Today, I was studying at a café on campus. I got up from my seat momentarily to use the washroom, and when I came back to my table, the man sitting at the table next to me said to me, “I guarded your stuff for you.” I laughed and thanked him, remarking, albeit sarcastically, that if it weren’t for him, my stuff would have certainly been stolen.
He explained that he’d been debating what to say upon my return: either that he’d hacked my computer while I was gone, or that he’d guarded my things. He was stumped on which would make me laugh more.
I laughed anyways and then introduced myself. And then, of course, I explained my project to him. He just had to be my stranger of the day.
“I just walked into your trap, didn’t I?”
His name is Jesse. He just graduated from UBC’s graduate clinical psychology program. He studied philosophy in his undergraduate years.
His advice? “Be honest to your emotions. Don’t be afraid to say what you’re feeling.” He explained that a lot of the time, when we feel angry or upset, we tend to keep these emotions to ourselves. Sometimes, we do this to prevent conflict. Other times, we convince ourselves that our emotions are something we need to deal with independently, on our own. Jesse used to be this way, too. But in recent years he’s been dealing with his emotions a little differently — expressing his frustrations and feelings when he feels them, and being transparent about himself– vulnerable, even — with the people in his life. This is part of what drew him toward clinical psychology in the first place.

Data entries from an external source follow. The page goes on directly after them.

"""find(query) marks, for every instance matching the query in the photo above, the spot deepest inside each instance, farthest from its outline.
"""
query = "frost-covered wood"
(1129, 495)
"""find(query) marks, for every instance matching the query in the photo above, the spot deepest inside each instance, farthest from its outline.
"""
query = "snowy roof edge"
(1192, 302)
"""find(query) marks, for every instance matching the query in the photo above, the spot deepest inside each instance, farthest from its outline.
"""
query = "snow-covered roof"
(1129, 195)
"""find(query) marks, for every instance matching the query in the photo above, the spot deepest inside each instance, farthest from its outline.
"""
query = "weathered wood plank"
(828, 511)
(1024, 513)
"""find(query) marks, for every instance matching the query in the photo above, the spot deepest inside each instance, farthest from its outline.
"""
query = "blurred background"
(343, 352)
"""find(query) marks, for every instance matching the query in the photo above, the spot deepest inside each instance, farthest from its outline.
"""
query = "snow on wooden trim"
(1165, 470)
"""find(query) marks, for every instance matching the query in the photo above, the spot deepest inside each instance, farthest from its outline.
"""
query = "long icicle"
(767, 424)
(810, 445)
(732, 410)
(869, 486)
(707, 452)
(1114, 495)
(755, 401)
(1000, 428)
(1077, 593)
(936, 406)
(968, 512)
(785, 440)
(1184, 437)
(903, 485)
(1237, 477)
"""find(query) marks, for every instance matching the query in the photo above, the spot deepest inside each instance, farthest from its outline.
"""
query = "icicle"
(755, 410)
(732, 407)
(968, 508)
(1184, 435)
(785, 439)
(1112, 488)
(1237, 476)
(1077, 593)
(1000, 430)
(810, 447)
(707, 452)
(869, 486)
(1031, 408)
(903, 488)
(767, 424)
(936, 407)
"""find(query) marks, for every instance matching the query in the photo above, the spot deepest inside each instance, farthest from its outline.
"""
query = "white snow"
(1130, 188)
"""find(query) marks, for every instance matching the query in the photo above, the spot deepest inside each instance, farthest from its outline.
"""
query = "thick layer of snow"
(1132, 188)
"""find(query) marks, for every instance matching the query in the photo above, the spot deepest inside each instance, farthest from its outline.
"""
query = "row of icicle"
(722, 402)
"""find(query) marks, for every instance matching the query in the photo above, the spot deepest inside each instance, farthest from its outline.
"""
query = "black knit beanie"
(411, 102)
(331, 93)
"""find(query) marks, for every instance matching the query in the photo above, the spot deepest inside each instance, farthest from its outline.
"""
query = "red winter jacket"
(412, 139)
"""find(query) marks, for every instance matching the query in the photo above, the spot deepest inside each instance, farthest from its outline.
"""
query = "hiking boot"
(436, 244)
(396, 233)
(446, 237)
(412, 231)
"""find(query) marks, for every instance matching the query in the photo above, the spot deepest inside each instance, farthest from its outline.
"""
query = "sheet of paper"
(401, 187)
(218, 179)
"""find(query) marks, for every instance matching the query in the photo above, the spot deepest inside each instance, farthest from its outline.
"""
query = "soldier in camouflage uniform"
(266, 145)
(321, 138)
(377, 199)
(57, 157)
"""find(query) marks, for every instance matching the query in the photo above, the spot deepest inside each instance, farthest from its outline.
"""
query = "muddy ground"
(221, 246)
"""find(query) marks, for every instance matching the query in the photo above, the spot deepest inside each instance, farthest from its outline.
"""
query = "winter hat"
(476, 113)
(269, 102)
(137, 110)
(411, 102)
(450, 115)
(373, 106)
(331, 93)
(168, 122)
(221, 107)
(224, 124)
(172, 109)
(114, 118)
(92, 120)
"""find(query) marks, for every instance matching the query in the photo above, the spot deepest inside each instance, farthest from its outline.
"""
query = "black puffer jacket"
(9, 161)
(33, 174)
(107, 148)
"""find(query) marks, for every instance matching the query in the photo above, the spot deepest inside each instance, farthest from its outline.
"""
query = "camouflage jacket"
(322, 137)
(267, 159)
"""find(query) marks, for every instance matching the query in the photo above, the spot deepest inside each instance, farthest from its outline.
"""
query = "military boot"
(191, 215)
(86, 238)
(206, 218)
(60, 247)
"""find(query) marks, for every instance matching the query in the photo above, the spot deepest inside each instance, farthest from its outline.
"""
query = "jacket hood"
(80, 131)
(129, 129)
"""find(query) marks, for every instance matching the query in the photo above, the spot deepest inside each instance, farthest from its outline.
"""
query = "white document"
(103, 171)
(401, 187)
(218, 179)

He advised that women in particular should feel more comfortable expressing their anger, and that men should feel more comfortable saying they’re afraid. We’ve done a good job of socializing a portrayal of masculinity that embodies an absence of fear and pain. But men, of course, feel these emotions too, and should aim to try to feel more at ease in expressing it.
While on the topic of gender norms, Jesse also told me that he identifies as a feminist. He explained that being a feminist doesn’t just mean standing up for women — it means standing up for everyone. Because everyone is better off when women are treated with the respect and equality they deserve. I’m glad he acknowledged this and I’m happy to have learned a little bit more about Jesse’s story.